In the mid-1960s, Warhol shifted his interest to filmmaking and television, then seen as more cutting-edge creative activities than painting. But in the 1970s, photography—a medium where the machine, and not the hand, did the work—provided the perfect pathway for his return to art-making. “Instantaneous Beauty” focuses on that pivotal moment in the artist’s trajectory.
“Warhol foresaw such contemporary mainstays as personal branding, celebrity and its commodification, reality television, the idea of everyone’s 15 minutes of fame, and art at the service of capitalism,” said Maria C. Gaztambide, Public Art UHS executive director and chief curator. “The works on view confirm how, long before these ideas became cultural values, Warhol made them indivisible from his creative process and front and center of his uncompromising stance. In doing so, he pushed the boundaries of what it meant to be an American artist.”
“Instantaneous Beauty” is part of Public Art UHS’s broad effort to make its significant collections accessible to academic and community audiences across and beyond the University of Houston System. The exhibition features works from private and institutional collections, including The Menil Collection.

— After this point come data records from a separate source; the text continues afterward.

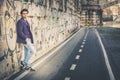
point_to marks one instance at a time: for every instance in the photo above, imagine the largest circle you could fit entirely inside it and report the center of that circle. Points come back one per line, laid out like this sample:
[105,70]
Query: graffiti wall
[49,25]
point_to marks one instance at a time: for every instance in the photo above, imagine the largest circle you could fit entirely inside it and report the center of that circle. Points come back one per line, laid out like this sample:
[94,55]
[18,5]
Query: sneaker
[29,68]
[22,64]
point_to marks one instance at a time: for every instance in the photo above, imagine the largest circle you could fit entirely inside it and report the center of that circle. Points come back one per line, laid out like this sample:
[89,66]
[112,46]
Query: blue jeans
[28,53]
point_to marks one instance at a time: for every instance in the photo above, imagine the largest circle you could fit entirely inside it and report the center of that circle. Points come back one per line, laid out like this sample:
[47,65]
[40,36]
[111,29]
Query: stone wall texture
[51,23]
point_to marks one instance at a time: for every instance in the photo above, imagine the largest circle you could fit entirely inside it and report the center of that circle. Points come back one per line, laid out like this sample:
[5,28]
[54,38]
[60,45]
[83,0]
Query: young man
[25,37]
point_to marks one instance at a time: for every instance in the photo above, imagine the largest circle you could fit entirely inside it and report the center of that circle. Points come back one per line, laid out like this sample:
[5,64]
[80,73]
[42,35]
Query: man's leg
[29,51]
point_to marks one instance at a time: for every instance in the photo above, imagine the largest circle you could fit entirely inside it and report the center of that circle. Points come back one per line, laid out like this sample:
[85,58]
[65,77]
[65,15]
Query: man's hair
[24,10]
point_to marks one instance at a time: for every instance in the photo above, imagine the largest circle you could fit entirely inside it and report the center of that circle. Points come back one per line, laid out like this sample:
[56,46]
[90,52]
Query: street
[81,58]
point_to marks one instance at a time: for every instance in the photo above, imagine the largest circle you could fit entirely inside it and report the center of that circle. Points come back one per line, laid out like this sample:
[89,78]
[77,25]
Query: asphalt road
[81,58]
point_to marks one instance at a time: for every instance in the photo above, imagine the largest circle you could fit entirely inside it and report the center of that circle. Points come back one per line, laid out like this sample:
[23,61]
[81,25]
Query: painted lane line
[67,78]
[83,42]
[111,75]
[80,50]
[47,56]
[77,57]
[82,46]
[86,35]
[73,67]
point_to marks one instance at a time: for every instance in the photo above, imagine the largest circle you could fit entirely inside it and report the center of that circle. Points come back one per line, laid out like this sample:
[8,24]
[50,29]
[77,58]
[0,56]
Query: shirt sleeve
[20,27]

The opening reception will feature a screening of a selection of 15 of Warhol’s famed screen tests, courtesy of the Andy Warhol Museum in Pittsburgh, Pennsylvania. These short films made between 1964 and 1966 serve as “living portraits” of pop culture and art world notables including Salvador Dalí, Bob Dylan, Marcel Duchamp, Jane Holzer, Dennis Hopper, Niki de Saint Phalle, and Edie Sedgewick. Considered by Warhol as end products in themselves, his screen tests are the perfect complement to the photographic portraits on view in “Instantaneous Beauty.”